Mangled metal, screams marked freeway pileup.

MICHIGAN CITY, Ind. — Cars were mangled, and some were burned despite the blowing snow. Other vehicles were crushed between jackknifed semi-tractors, so entwined that it was difficult to tell them apart.

People were screaming, but emergency responders couldn’t see many of them as they quickly tended the victims amid frigid conditions.

Within seconds, traffic along snow-covered I-94 in northern Indiana had become a mile-long pile of debris after whiteout conditions swept in during Thursday’s evening commute. Three people were killed and nearly two dozen were injured.

“It was such a devastating scene, you don’t know where to start,” said Coolspring Township Fire Chief Mick Pawlik, whose volunteer crew was among the first on the scene about 60 miles south of Chicago.

“There were people in cars that you couldn’t even see,” Pawlik said during a news conference Friday. “But when people are stuck in their cars, they look at you like we’re Moses. ‘Part the water. Save us.’”

Rescue crews quickly set about prioritizing the victims. Who needed help first? And who was beyond help?

Firefighters worked quickly to keep the victims warm while they extricated them. Just as importantly, Pawlik tried to take their minds off what had happened — even though the dead weighed on his and other first responders’ minds.

“Those are the worst,” Pawlik said. “You sit there — they’re the last ones to get out but you know they’re there.”

The chain-reaction collision near Michigan City was triggered by a sudden burst of heavy lake-effect snow that took drivers by surprise, said Indiana State Police Lt. Jerry Williams. Within about 45 seconds, dozens of vehicles — including numerous other trucks — were crashing into one another.

The accident killed Chicago resident Jerry Dalrymple, 65, and a Michigan couple: Thomas Wolma, 67, and his 65-year-old wife, Marilyn, of Grand Rapids. More than 20 people were injured, including one who remained in critical condition Friday.

Pawlik said the scene was “something that you’ll never forget. It’ll live with us forever.” But he acknowledged that first responders were expecting worse.

“We’re lucky that there wasn’t 20 people dead and three people injured,” he said.

Among the survivors was Jeffrey Rennell, who was driving home to Michigan from a business meeting in Chicago when his SUV suddenly started bouncing off other vehicles like a ping pong ball. Firefighters found it on top of another vehicle and “encased in semis,” Pawlik said.

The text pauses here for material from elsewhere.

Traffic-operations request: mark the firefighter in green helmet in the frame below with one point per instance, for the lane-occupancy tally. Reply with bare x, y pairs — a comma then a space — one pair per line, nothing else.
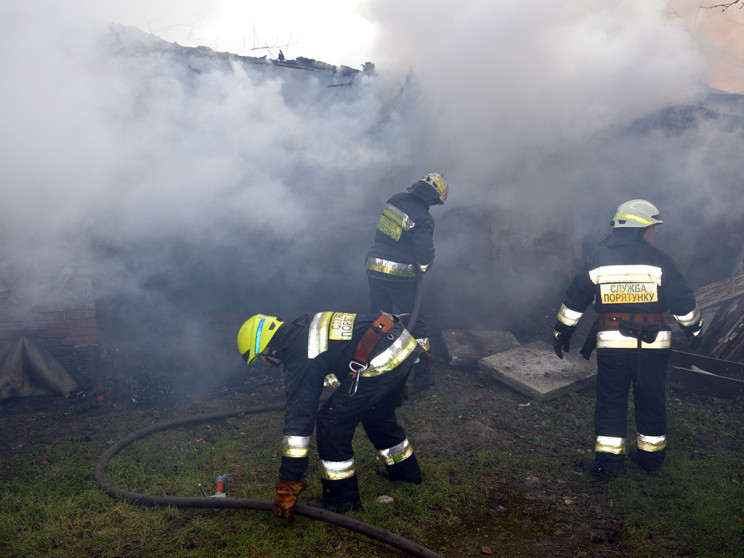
366, 359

Rennell was trapped for more than three hours in the twisted remains of his Ford Explorer, according to his brother, Steve Rennell. He said his 48-year-old brother told him he wasn’t able to move much while trapped in his SUV, but he didn’t think his injury was serious.

“There were other people around that he knew weren’t all right,” Steve Rennell said.

Pawlik said Rennell’s extrication was the worst of the five or six that crews did Thursday night.

He kept talking to Rennell throughout the process, even making the Michigan man laugh when he told him: “Jeff, it’s after 5 o’clock, and when we get you out I’m going to take you out for a beer.”

Instead, Rennell was airlifted to a Chicago hospital, where he was treated for a broken leg and released. He was headed back to Michigan on Friday to be reunited with his wife and two children, ages 5 and 3.

“It was a miracle out there,” Pawlik said. “I never want to see it again.”

Indiana State Police Sgt. Ann Wojas said the investigation into the crash could take months.

But officials defended the actions of highway crews and praised the efforts of first responders, who spent hours tending to the injured along a frigid mile-long stretch of road.

Indiana Department of Transportation spokesman Matt Deitchley said crews had been out salting and plowing the area about 20 minutes before the crash. The roads were slick, but conditions didn’t warrant closing the road, he said.